Wędrówka po internecie potrafi zaprowadzić nas czasem w naprawdę mroczne zaułki internetu. Można jednak w tych odwiedzinach, w tych zboczenia z głównej, wydeptanej ścieżki wyciągnąć coś pozytywnego - nawet jeśli nurt sieci zaprowadzi nas w prawdziwie opuszczone przez Boga miejsce. Takie na przykład, jak strona internetową tygodnika NIE.

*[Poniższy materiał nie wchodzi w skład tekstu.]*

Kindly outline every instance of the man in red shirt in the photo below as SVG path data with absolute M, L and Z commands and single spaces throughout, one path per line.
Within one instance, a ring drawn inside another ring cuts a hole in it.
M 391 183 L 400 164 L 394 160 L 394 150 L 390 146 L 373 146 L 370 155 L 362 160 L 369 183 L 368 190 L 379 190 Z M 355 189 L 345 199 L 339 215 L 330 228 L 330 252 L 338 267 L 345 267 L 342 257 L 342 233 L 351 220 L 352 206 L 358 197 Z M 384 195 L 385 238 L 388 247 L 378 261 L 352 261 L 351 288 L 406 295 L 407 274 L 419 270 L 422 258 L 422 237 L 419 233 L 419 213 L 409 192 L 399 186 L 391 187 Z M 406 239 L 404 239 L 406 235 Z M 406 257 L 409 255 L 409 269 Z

Co nie jest zbyt zaskakujące, redaktor naczelny tego pisma Jerzy Urban opublikował swój tekst na temat zmarłego wczoraj gen. Wojciecha Jaruzelskiego. I choć tekst jest wszystkim tym, czego można było się spodziewać po tym autorze i po tym temacie, okazuje się, że można w nim znaleźć rzeczy pozytywne. Jak np. sporą dawkę absurdalnego, choć niezamierzonego humoru. Jak np. w tym fragmencie:
Powiem ostrożnie, że Jaruzelskiego uważam za jednego z największych polskich polityków, ale naprawdę On przerastał wszystkich: Stanisława Augusta, Wielopolskiego, Piłsudskiego. Owszem, Marszałek odparł bolszewików, a Generał się o nich oparł. Obaj dla kraju zrobili, co w ich mocy było. Jednakże mając władzę, Piłsudski ewoluował od demokraty do autokraty. Polityczna droga Generała Jaruzelskiego biegła przeciwstawnie.

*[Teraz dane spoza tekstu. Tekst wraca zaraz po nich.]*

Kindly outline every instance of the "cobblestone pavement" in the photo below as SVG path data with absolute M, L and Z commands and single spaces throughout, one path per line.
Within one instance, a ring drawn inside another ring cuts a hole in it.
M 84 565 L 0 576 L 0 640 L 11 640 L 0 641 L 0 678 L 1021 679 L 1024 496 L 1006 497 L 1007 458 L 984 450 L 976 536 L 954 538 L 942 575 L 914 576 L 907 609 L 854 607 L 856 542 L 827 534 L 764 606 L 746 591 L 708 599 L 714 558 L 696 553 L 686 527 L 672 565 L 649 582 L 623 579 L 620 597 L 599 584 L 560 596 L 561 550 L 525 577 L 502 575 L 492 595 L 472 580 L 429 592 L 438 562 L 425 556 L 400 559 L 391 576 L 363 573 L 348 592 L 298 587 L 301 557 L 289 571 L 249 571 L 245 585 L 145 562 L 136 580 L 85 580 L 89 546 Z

Przede wszystkim jednak uderzające - i na swój sposób pozytywne - jest coś innego. To mianowicie, że okazuje się, że ten ostentacyjny cynik, nihilista i dekadent, którego jak wydawało się nic nie rusza, jest jednak zdolny do głębszych emocji i nawet do uczuć przypominających szlachetne. Tekst Urbana o Jaruzelskim jest bowiem napisany niezwykle ckliwie. Czytając go, aż czuje się, że nawet jeśli Urban łzy nad kartką nie uronił, to był ich bliski. W ten sposób tekst ten mówi więcej o autorze niż o zmarłym generale. Wystarczy przeczytać jego ostatni akapit (nie zważając najlepiej na samą jego treść):
Żaden inny przywódca w XX wieku tak się nie zachował: mając dużą konstytucyjną władzę, nie korzystał z niej. Stał się doradcą i notariuszem premiera Mazowieckiego. Chronił i aprobował tworzenie zachodniego modelu demokracji oraz kapitalizmu. Nie miał i mieć nie mógł w tym żadnej rachuby własnej. Na urzędzie spokojnie cierpiał upokorzenia. Odszedł dobrowolnie i cicho, z chwilą gdy przestał być nowej władzy potrzebny jako parasol ochronny. Jakiż inny polityk rezygnował ze wszelkich ambicji i uznawał swoją zbędność? Przez następcę pożegnany został po chamsku. Tak i teraz jest żegnany przez niedorżniętą watahę (...) Nad komuchem, który już dawno temu zrobił swoje i odszedł, nie pochylą się współczesne sztandary. Dla Komorowskiego i Tuska śmierć Jaruzelskiego to ani radość, ani żal, tylko kłopot, przez który trzeba się prześlizgnąć bez nadmiernych strat wizerunkowych.